As more mirror file copies are added into the mirror server, the past mirror file copies will need to be purged from the mirror server or the mirror server will eventually run out of storage space. An exemplary process to purge past mirror copies from the mirror server is as follows:

- 1) If the deduplication process is running, terminate that process and try again later.
- 2) Set up a lock to prevent the deduplication process from running.
- 3) Construct a list of in-use mirrors as follows:
  - a) Each file stored in a COW storage tier is inspected.
  - b) If the file is not idle, the file is skipped, and the purge process proceeds with the next file stored in the COW storage tier.
  - c) If the file does not have a sha1 digest value, the file is skipped, and the purge process proceeds with the next file stored in the COW storage tier.
  - d) Obtain the sha1 digest value from the file and add this value to the in-use mirror list.
  - e) This algorithm loops around again with the next file. The purge process will continue until all the files in the COW storage are processed.
- 4) After the in-user mirror list is constructed, the process to locate and purge past mirror file copies from the mirror server is as follows:
  - a) Each mirror copy stored in a COW storage tier is inspected.
  - b) Obtain the sha1 digest value of the mirror.
  - c) If the sha1 digest value is not found in the in-user mirror list, purge the mirror from the mirror server
  - d) This algorithm loops around again with the next mirror. The purge process will continue until all of the mirror copies in the mirror server are processed.
- 5) The lock to prevent the deduplication process from running is released.

Some enterprises or locations may not have multiple storage tiers available to setup a copy-on-write storage tier, or not have enough available storage in an available tier to store the large amount of mp3 and image files that a storage policy would dictate be stored on the copy-on-write storage tier. A new storage tier is just that, a new storage tier to create and manage.
Therefore, an alternative embodiment removes the restriction that the copy-on-write storage tier is a separate and real physical storage tier. The copy-on-write storage tier may just be some part of another storage tier, such as tier-1 or tier-2 storage, thus becoming a virtual storage tier. Rather than copying files to an actual storage tier, files could be marked as a part of the virtual storage tier by virtue of a metadata flag, hereafter referred to as the COW flag. If the COW flag is false, the file is just a part of the storage tier the file resides within. If the COW flag is true, the file is not part of the storage tier the file resides within. Rather, the file is part of the virtual copy-on-write storage tier.
Some advantages of this approach are that the files need not be copied to a physical tier of storage first, before deduplication. Furthermore, the IT administrator continues to just manage a single tier (or the same number of tiers as they were managing previously).
In addition to these advantages, all of the advantages of a physically separate COW tier discussed above generally continue to hold, including achieving deduplication with acceptable performance, the ability to dedupe across more file systems to achieve higher deduplication efficiency, and reducing the inconvenience experienced by end-users due to the performance overhead of deduplication based on a storage policy of deduping a selected set of files, while still resulting in less utilization of storage space by eliminating the storage of identical file copies.
As before, every file within the virtual copy-on-write storage tier will eventually be deduped, regardless whether there is any file in the virtual storage tier that has identical contents.
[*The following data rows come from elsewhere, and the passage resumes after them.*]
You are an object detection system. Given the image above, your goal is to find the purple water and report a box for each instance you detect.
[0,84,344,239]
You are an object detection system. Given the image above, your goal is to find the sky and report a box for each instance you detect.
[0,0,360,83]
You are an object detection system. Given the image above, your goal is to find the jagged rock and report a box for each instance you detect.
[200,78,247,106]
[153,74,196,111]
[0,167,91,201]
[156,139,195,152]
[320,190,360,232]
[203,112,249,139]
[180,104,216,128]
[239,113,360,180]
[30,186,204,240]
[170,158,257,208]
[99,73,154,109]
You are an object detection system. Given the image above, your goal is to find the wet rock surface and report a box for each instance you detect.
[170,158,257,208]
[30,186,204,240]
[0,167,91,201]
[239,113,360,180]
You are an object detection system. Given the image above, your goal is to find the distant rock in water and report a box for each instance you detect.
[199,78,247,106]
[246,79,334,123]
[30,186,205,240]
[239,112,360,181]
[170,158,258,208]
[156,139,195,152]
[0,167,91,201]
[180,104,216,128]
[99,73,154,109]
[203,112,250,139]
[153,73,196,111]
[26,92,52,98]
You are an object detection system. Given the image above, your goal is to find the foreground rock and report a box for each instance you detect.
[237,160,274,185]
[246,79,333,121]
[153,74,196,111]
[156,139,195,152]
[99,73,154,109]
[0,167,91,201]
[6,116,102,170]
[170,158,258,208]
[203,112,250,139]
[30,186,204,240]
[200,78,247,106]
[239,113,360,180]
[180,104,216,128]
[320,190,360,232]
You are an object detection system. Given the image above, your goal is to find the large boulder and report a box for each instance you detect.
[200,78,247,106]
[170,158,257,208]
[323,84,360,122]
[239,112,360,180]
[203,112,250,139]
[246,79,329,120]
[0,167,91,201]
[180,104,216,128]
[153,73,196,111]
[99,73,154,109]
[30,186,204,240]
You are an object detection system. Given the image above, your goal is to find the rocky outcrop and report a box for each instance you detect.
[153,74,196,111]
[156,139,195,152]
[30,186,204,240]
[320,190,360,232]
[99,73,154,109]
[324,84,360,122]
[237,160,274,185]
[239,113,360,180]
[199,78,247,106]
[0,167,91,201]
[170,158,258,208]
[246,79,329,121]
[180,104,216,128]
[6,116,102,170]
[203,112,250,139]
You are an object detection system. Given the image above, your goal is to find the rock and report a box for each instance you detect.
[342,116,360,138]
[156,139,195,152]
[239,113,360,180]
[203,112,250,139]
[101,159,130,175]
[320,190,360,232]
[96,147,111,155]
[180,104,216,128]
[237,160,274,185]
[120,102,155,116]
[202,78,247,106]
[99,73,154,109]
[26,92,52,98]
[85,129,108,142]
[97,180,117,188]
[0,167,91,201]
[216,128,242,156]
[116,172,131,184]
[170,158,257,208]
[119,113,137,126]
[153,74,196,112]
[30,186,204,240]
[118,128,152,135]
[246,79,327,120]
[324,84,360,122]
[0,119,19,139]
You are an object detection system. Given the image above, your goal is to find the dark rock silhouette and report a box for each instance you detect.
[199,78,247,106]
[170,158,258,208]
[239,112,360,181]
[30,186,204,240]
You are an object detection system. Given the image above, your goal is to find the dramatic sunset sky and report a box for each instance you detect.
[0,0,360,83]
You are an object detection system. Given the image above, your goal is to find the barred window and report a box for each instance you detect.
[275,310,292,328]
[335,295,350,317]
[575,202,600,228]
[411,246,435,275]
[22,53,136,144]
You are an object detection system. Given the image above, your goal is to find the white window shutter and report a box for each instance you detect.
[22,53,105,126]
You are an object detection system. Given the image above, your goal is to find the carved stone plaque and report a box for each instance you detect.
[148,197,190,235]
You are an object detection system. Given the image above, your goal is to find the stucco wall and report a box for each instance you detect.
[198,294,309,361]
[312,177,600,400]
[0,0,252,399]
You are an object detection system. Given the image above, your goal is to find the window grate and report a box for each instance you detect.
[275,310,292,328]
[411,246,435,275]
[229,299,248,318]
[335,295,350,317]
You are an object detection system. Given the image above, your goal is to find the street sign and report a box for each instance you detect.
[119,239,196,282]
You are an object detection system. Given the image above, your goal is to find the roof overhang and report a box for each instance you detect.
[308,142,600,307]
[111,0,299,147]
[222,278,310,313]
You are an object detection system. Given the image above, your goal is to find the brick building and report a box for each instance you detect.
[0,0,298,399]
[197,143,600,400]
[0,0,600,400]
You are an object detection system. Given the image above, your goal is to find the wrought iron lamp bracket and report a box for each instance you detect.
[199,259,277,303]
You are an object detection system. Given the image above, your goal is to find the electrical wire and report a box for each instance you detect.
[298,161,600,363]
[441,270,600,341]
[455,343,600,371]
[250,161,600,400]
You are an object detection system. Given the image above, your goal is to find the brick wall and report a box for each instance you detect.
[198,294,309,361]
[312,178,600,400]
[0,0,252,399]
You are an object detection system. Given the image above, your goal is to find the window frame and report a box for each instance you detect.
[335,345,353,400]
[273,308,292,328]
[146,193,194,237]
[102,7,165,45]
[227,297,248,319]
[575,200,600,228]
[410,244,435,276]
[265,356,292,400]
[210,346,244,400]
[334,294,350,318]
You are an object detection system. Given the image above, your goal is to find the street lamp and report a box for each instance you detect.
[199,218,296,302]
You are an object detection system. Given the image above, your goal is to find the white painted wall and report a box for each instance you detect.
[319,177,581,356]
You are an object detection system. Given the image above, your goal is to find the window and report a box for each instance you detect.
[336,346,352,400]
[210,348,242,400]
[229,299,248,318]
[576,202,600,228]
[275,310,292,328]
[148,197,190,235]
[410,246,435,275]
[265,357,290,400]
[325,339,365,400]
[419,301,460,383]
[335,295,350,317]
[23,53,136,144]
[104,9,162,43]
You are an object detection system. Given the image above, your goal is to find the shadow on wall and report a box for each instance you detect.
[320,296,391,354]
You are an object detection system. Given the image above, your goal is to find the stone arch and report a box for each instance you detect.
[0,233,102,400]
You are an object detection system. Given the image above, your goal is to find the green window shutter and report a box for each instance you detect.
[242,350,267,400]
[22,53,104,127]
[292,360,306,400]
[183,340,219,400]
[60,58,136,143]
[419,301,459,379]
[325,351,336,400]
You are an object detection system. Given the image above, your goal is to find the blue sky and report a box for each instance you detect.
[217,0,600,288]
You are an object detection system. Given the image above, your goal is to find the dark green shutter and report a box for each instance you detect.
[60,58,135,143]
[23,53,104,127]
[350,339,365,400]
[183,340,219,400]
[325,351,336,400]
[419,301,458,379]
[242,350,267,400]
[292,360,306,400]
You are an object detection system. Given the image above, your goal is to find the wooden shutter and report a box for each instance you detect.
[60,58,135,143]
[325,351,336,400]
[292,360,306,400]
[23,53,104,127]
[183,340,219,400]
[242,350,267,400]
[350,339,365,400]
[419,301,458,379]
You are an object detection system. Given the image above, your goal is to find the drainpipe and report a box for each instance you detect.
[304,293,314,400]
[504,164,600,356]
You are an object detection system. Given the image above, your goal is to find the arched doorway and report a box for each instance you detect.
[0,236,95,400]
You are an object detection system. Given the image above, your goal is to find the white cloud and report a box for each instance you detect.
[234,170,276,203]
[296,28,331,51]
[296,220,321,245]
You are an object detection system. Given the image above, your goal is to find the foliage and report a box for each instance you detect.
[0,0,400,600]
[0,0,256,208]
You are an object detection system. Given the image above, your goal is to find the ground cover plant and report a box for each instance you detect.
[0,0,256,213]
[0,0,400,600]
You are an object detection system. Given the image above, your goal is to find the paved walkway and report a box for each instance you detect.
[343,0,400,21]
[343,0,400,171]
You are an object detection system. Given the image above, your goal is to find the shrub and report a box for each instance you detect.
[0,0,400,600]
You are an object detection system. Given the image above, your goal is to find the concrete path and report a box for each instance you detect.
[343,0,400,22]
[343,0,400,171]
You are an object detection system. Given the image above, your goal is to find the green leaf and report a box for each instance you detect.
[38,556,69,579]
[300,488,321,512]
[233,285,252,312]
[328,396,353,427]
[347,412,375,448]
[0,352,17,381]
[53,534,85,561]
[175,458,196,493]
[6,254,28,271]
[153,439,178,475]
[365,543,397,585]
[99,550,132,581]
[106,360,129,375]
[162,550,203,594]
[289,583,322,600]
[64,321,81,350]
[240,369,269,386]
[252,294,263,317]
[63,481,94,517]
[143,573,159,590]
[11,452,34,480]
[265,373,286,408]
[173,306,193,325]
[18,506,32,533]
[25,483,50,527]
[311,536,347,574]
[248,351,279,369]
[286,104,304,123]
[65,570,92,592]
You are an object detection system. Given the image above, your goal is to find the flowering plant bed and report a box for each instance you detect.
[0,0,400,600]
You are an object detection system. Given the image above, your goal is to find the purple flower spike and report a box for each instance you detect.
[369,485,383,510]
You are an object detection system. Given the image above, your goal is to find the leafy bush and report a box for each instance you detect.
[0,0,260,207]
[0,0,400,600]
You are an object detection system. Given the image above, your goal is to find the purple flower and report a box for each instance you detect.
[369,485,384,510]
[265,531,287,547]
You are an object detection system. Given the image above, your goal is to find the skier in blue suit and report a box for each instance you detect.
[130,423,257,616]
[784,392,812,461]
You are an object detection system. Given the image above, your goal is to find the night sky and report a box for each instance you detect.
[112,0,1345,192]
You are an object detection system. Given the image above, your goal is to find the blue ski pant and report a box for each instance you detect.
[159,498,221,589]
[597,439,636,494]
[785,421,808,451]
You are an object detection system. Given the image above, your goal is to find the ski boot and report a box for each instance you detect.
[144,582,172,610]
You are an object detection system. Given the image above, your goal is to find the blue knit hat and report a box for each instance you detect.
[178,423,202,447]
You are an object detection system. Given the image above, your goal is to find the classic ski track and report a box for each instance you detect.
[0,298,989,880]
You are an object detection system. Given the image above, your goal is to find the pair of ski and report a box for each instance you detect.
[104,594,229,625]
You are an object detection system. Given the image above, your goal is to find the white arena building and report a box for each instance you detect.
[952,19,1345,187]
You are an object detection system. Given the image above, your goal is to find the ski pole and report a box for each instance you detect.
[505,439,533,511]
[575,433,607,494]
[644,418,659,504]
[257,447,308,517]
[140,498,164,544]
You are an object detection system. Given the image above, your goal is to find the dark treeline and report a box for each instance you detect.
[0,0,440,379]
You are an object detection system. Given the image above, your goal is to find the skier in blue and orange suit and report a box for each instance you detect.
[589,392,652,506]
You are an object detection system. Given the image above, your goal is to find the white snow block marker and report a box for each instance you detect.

This is in contrast with the typical deduplication, where only files with identical contents are deduped.
As above, a set of storage policies is created that selects a set of files from the synthetic namespace to be migrated to the virtual COW storage tier. If the files already reside on the tier which co-resides with the virtual COW storage tier, then no actual migration is performed. Rather, the COW flag within the metadata indicating that the file has been migrated to the virtual COW storage tier is set. If the file resides on a different storage tier than the virtual COW storage tier, then a physical migration is performed to the COW storage tier. Again, the COW flag within the metadata indicating that the file has been migrated to the virtual COW storage tier is set.
Alternatively, there may be a single virtual COW storage tier for all physical storage tiers within the namespace. In this case, when a storage policy indicates that a file should be migrated to the virtual COW storage tier, no physical migration is ever performed. The COW flag within the metadata indicating that the file has been migrated to the virtual COW storage is set. In this way, there generally is no need to select a set of file servers to be in the COW storage tier.
There is still the need to select one of the file servers to act as a mirror server.
Once a file is stored in the virtual COW storage tier, the file will eventually be deduped. In other words, if there is no update made to any files in a virtual COW storage tier, then after a certain duration, all files in the virtual COW storage tier will be deduped. After a file is deduped, the file becomes a sparse file where all of the file's storage space is reclaimed while all of the file's attributes, including its size, remain. Since the file just resides within a regular storage tier, the storage space that is reclaimed is the valuable tier storage space the file used to occupy.
As above, a background deduplication process typically is run periodically within the MFM to perform the deduplication. An exemplary deduplication process for a virtual COW storage tier is as follows:

- 1) Each file stored in the storage tier (or namespace) is inspected.
- 2) If the file is not in the virtual COW storage tier as indicated by the COW flag in the metadata, then the file is skipped, and the deduplication process proceeds with the next file stored in the storage tier (or namespace).
- 3) If the file is not idle, the file is skipped, and the deduplication process proceeds with the next file stored in the storage tier (or namespace).
- 4) If the file has already been deduped, the file is skipped, and the deduplication process proceeds with the next file stored in the storage tier (or namespace).
- 5) If the file does not have a sha1 digest value, the value is computed and saved in the metadata for the file.
- 6) The file is deduped.
- 7) If the dedupe of the single file failed with an error code, then the deduplication process logs the full name of the single file together with the error code in a log file. The deduplication process will continue with the next file stored in the storage tier (or namespace).
- 8) If the dedupe of the single file returned with a success code, then this algorithm loops around again with the next file. The deduplication process will continue until all the files in the storage tier (or namespace) are processed.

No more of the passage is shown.